Ara Pacis Initiative
Rome, Protomoteca del Campidoglio, April 20th 2010
Task Force: Justice and Peacemaking
Participants: Robert Rotberg, Jaime Malamud-Goti, Mohammad Imam, Latifah Anum Siregar, Stefano Amore
Summary:
Social harmony depends on creating justice for victims and enabling victims to find a way
to forgive.
Social harmony can only be achieved through empowering victims through a restorative
justice system. This is a necessary step for reconciliation and forgiveness. If justice is the
acknowledgment of what has been done to the victims, then justice is necessary for
reconciliation, and it makes the restoration of human dignity possible, especially in the case
of women. Forgiveness is a further step down the path. In this sense there can be no
forgiveness and social reconciliation without justice first. It would be best for the
achievement of full justice to have first short trials and then truth commissions. They both
must have a strong and direct impact on the population, so that the need for restoration
would be satisfied. We were then asking ourselves if these truth commission could have an
international dimension, but our opinion is skeptical. Apart from legitimacy problems of
international commission solving interstate conflicts, we think that the truth commissions in
order to be perceived as truthful and therefore have the requisite authority, must be close to
the conflict and to the community.

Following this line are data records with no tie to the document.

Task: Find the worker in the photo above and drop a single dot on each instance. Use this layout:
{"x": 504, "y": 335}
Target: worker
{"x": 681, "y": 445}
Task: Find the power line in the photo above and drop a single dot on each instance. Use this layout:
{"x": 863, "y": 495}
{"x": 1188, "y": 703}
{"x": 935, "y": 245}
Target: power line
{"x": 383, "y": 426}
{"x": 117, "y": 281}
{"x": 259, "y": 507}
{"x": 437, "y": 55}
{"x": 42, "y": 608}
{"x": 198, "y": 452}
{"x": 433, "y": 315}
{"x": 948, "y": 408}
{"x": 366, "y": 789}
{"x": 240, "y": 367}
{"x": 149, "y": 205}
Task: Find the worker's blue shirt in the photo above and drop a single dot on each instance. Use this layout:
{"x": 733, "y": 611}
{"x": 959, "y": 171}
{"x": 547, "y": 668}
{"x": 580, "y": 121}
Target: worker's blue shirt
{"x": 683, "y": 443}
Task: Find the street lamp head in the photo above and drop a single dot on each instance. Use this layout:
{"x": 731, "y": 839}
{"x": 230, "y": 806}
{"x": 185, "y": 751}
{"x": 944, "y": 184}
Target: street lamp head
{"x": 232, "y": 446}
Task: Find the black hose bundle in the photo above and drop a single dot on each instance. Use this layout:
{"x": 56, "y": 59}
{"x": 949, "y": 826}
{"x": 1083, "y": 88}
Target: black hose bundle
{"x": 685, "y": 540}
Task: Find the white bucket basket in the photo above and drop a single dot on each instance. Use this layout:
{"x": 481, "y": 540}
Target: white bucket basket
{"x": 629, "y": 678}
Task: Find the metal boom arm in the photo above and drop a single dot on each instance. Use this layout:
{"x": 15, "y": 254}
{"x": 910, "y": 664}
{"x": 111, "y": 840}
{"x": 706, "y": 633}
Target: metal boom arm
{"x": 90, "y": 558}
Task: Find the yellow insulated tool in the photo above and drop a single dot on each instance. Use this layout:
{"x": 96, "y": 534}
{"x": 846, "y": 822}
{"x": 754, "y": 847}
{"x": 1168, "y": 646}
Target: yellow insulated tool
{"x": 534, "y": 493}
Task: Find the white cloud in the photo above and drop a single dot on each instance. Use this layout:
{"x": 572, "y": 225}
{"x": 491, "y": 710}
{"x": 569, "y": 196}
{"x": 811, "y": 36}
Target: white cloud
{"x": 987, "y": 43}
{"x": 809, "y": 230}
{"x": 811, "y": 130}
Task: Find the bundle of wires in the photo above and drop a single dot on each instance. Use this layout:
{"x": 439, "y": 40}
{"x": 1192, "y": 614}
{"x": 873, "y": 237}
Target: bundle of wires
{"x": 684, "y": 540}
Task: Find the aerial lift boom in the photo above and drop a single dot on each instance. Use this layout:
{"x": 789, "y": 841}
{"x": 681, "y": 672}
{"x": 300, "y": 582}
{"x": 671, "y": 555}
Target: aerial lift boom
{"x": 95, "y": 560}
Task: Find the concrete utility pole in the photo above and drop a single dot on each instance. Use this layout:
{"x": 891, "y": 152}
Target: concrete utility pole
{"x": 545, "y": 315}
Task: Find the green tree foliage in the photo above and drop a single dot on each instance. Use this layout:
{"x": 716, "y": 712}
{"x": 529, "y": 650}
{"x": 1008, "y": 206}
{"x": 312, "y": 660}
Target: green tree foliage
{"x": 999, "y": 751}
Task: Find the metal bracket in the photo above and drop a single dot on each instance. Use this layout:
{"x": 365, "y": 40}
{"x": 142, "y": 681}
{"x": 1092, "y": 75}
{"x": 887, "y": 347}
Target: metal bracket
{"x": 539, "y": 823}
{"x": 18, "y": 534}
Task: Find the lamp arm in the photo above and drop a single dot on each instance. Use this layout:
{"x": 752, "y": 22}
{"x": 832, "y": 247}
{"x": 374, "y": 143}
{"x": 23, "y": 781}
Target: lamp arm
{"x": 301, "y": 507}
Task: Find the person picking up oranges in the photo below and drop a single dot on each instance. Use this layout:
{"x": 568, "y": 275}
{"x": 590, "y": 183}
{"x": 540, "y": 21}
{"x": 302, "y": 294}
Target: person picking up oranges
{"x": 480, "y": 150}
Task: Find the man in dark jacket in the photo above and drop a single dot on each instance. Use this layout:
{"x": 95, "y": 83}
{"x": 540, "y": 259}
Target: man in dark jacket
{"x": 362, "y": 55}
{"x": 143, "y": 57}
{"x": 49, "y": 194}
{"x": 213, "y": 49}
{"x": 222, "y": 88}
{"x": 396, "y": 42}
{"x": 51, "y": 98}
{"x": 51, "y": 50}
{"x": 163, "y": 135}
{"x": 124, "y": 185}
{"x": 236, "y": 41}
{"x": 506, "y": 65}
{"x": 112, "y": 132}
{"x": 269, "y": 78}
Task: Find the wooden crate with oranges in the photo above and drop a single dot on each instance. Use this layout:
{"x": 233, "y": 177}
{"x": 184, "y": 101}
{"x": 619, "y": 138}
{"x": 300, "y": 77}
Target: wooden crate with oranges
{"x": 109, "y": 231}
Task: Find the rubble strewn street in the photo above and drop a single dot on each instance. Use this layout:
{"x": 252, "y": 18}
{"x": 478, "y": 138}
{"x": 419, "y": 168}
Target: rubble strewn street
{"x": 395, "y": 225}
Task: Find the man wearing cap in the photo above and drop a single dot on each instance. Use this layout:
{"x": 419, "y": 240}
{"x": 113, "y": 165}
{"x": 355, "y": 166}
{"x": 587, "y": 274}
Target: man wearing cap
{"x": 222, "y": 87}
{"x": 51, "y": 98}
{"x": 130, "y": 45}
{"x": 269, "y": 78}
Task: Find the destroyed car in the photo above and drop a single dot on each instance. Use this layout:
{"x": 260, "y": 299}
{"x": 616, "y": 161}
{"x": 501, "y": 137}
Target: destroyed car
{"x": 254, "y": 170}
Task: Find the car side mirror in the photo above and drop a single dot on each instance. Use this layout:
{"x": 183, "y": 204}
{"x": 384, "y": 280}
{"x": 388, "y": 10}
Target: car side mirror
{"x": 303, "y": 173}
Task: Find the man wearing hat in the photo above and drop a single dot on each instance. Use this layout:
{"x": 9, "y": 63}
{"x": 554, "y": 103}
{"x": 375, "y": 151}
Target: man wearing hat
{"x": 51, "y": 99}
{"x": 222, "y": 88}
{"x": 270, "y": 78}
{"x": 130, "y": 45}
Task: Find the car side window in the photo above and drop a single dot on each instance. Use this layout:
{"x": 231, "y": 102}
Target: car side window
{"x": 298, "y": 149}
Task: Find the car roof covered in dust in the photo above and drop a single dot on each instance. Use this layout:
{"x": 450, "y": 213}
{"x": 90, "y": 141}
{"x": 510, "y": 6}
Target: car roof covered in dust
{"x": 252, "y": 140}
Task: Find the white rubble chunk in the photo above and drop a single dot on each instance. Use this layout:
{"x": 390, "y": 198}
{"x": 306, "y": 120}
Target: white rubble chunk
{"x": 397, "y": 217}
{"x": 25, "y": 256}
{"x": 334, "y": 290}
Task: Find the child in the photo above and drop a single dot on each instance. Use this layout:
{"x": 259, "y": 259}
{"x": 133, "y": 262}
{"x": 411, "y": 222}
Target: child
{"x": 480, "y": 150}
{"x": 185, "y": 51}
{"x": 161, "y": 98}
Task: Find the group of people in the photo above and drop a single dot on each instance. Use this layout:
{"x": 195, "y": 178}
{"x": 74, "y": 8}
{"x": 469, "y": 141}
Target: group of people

That's why you need a domestic and local authority.
People and victims won't recognize as truthful the results of international truth proceedings.
An international commission may be useful only to bring reparative justice to areas where
there are no local commissions, as long as they have authority through recognition from the
parliament and in their composition and there are members of that community who are close to the conflict.